Thread(target=_handle_client_connection, args=(socket_conn,)).start()
- ▪ dsmq retrieves the oldest eligible message from the queue. If a client wants to ensure it is getting the most recent message from the queue, it will need to iteratively get messages until there are no more left to be gotten.
msg_str = "<no response>"
response = None
while response != "":
msg_str = response
response = self.mq.get("<topic>")
- ▪ dsmq messages are text fields, but Python dictionaries are a very convenient and common format for passing structured messages. Use the
json
library to convert from dictionaries to strings and back.
topic = "update"
msg_dict = {"timestep": 374, "value": 3.897}
msg_str = json.dumps(msg_dict)
dsmq.put(topic, msg_str)
msg_str = dsmq.get(topic)
msg_dict = json.loads(msg_str)
- ▪ dsmq is opinionated. Parameters for controlling behavior are set to reasonable defaults and not exposed to the user. The additional complexity in the API is not worth the value of making them user-controlled. However they are also clearly labeled and very easy to find. If anyone cares enough to play with them, they are strongly encouraged to fork dsmq and make it their own.

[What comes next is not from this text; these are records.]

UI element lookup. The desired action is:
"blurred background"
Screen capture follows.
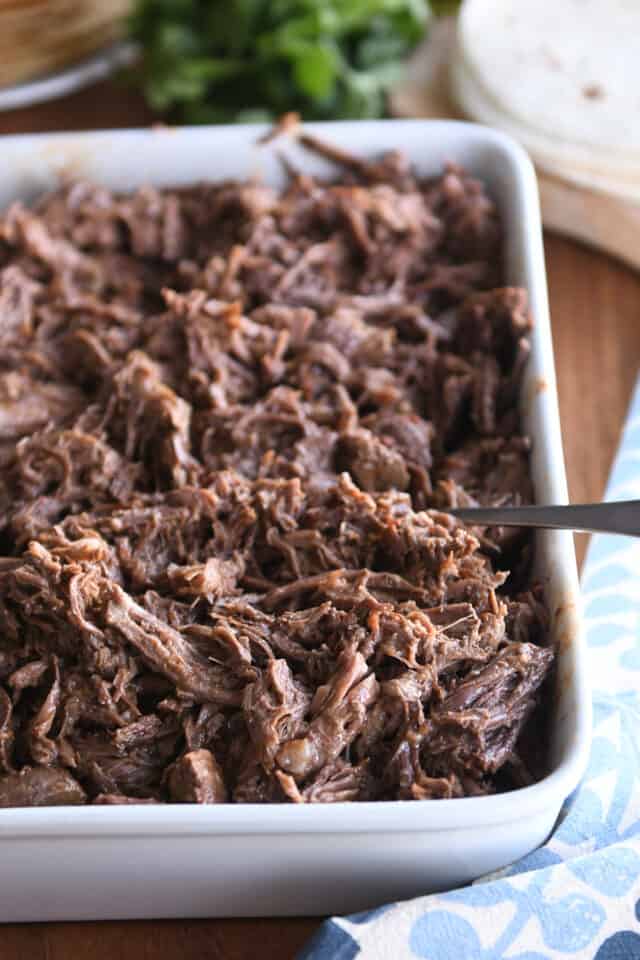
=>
[0,0,640,267]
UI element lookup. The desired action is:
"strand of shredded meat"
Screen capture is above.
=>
[0,134,553,806]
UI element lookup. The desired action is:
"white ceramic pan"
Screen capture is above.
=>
[0,121,590,921]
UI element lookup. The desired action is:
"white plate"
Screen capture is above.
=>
[0,43,136,110]
[0,120,590,921]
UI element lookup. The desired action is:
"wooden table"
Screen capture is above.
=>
[0,82,640,960]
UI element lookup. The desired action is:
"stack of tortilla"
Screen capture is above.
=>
[392,0,640,267]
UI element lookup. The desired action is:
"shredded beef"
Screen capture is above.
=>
[0,132,554,806]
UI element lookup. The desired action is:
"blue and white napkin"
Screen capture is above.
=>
[298,382,640,960]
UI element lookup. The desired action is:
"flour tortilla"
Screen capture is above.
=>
[454,0,640,180]
[450,36,640,199]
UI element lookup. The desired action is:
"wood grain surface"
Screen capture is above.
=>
[0,82,640,960]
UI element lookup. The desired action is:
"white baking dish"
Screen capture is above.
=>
[0,121,590,921]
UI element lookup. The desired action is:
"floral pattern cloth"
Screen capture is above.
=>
[298,382,640,960]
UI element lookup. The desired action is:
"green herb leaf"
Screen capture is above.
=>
[130,0,429,123]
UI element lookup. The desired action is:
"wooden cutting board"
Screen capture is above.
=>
[391,17,640,269]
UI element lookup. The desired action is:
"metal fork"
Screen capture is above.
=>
[448,500,640,537]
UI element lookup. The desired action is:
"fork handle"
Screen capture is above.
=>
[449,500,640,537]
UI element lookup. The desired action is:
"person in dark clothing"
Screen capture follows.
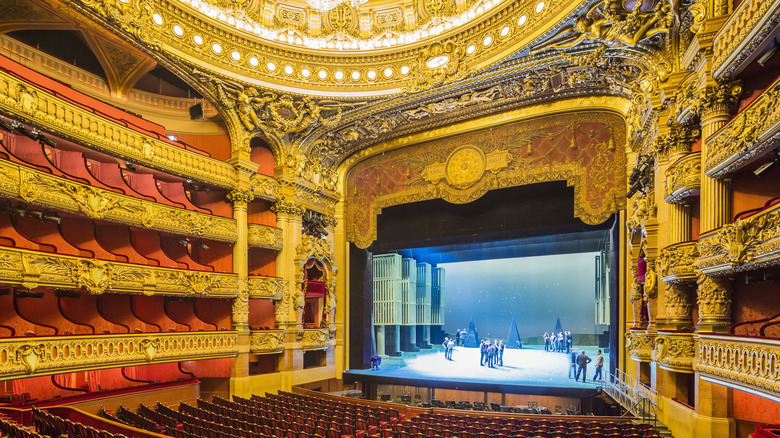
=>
[574,350,590,382]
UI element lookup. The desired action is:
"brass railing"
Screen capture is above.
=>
[0,331,238,380]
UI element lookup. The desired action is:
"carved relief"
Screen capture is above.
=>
[0,248,237,297]
[0,331,238,380]
[653,332,696,373]
[0,72,235,187]
[249,330,284,354]
[664,152,701,204]
[0,161,236,242]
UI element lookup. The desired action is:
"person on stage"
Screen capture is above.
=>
[574,350,590,383]
[593,350,604,380]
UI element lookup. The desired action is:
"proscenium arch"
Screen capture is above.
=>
[337,96,631,248]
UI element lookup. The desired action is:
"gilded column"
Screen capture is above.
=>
[271,198,306,330]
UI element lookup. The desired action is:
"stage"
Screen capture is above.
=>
[344,346,609,398]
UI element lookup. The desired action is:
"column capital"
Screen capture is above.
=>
[227,189,255,206]
[271,198,306,218]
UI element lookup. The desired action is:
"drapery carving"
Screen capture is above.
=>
[346,113,626,247]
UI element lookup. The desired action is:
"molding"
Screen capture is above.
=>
[0,159,238,242]
[249,330,284,354]
[664,152,701,204]
[694,334,780,396]
[712,0,780,80]
[704,80,780,179]
[696,200,780,276]
[248,224,284,251]
[0,71,236,187]
[653,331,696,373]
[301,328,330,351]
[0,247,238,298]
[0,331,238,380]
[657,241,699,284]
[247,275,287,301]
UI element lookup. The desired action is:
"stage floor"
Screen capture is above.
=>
[345,346,609,395]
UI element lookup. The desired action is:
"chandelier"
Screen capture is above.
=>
[306,0,368,13]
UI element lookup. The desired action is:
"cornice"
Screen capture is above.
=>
[0,160,237,242]
[59,0,584,95]
[0,331,238,380]
[0,71,235,187]
[0,247,238,298]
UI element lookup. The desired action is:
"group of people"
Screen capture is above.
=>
[479,340,504,368]
[569,350,604,382]
[544,331,574,353]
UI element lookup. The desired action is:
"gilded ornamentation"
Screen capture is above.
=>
[0,331,238,380]
[248,224,284,250]
[249,330,284,354]
[653,332,696,373]
[346,113,625,247]
[657,242,699,284]
[0,160,236,242]
[536,0,677,50]
[247,275,287,301]
[664,152,701,204]
[712,0,780,80]
[696,273,731,331]
[301,329,330,351]
[626,330,653,362]
[249,173,279,201]
[0,248,237,298]
[271,198,306,217]
[696,205,780,274]
[694,334,780,394]
[704,82,780,178]
[0,72,235,187]
[665,283,693,330]
[227,189,255,205]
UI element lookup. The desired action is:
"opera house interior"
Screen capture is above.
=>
[0,0,780,438]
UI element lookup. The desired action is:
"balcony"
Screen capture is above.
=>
[0,160,236,242]
[249,330,284,354]
[0,331,238,380]
[626,328,655,362]
[249,224,284,251]
[696,203,780,275]
[0,247,238,298]
[0,67,235,187]
[712,0,780,80]
[301,329,330,351]
[704,77,780,178]
[653,330,696,373]
[694,334,780,398]
[664,152,701,204]
[658,241,699,284]
[248,275,287,301]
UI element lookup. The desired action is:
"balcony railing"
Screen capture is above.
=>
[712,0,780,80]
[704,78,780,178]
[0,247,238,298]
[249,330,284,354]
[664,152,701,204]
[0,160,236,242]
[694,334,780,397]
[249,224,284,251]
[658,241,699,284]
[0,71,236,187]
[248,276,287,301]
[653,330,696,373]
[696,204,780,275]
[0,331,238,380]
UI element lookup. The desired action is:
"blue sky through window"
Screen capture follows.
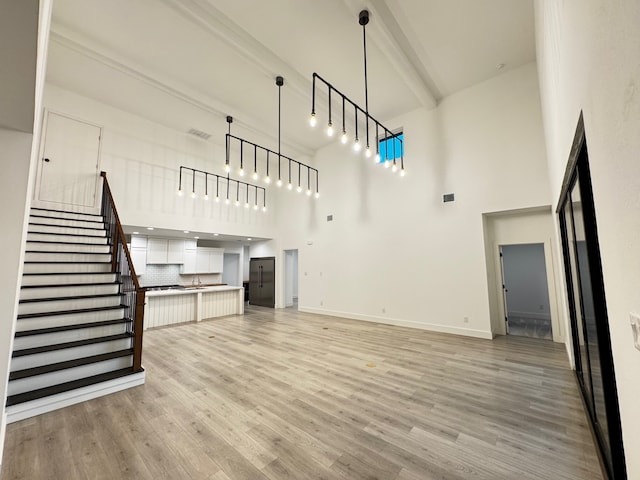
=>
[379,132,404,163]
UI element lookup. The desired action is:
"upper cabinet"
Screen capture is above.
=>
[147,237,184,265]
[180,247,224,274]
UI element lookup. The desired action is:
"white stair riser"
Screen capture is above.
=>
[18,297,121,315]
[29,216,104,229]
[22,273,116,286]
[20,283,120,300]
[23,263,111,273]
[29,225,106,237]
[27,232,107,245]
[31,208,104,222]
[7,356,133,395]
[27,242,111,253]
[13,323,127,350]
[24,252,111,263]
[16,308,126,332]
[10,338,132,372]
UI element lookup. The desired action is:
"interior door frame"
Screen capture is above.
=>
[32,107,104,210]
[556,112,627,480]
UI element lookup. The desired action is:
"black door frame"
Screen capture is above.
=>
[556,112,627,480]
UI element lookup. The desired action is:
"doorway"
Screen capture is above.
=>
[222,253,242,287]
[284,250,298,309]
[500,243,553,340]
[36,112,102,207]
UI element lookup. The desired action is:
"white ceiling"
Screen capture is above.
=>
[47,0,535,155]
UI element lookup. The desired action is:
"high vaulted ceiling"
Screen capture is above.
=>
[47,0,535,155]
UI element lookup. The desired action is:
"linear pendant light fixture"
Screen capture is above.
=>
[224,76,320,198]
[309,10,405,176]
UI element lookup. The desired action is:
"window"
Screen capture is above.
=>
[378,131,404,163]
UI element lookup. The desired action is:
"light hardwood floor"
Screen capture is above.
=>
[2,308,602,480]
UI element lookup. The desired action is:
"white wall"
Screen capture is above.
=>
[536,0,640,472]
[0,0,51,460]
[44,84,277,238]
[276,64,549,338]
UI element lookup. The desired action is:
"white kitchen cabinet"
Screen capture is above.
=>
[147,237,184,265]
[147,238,168,265]
[180,247,224,274]
[167,239,184,264]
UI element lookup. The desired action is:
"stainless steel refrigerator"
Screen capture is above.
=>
[249,257,276,308]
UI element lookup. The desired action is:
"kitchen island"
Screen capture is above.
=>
[144,285,244,330]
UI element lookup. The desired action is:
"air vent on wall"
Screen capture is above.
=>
[187,128,211,140]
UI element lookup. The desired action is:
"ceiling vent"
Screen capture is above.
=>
[187,128,211,140]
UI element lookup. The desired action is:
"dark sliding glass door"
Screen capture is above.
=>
[558,117,627,480]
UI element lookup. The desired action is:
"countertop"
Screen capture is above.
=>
[145,285,243,297]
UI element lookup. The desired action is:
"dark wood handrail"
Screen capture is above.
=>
[100,172,145,372]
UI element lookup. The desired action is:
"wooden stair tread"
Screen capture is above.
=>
[19,293,124,303]
[11,332,133,357]
[18,304,127,320]
[6,367,138,407]
[15,318,133,338]
[20,282,122,289]
[9,348,133,381]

_message_length_offset = 1_000_000
_header_length = 23
_n_retries = 5
_first_retry = 0.01 # seconds
_time_to_live = 600.0 # seconds
- ▪ dsmq is deliberately built to have as few dependencies as it can get away with. As of this writing, it doesn't depend on any third party packages and just a handful of core packages:
json
,socket
,sqlite3
,sys
, andthreading
.
Dead Simple
Dead simple is an aesthetic. It says that the ideal is achieved not when nothing more can be added, but when nothing more can be taken away. It is the aims to follow the apocryphal advice of Albert Einstein, to make a thing as simple as possible, but no simpler.
Dead simple is like keystroke golfing, but instead of minimizing the number of characters, it minimizes the number of concepts a developer or a user has to hold in their head.
I've tried to embody it in dsmq. dsmq has fewer lines of code than RabbitMQ has repositories. And that tickles me.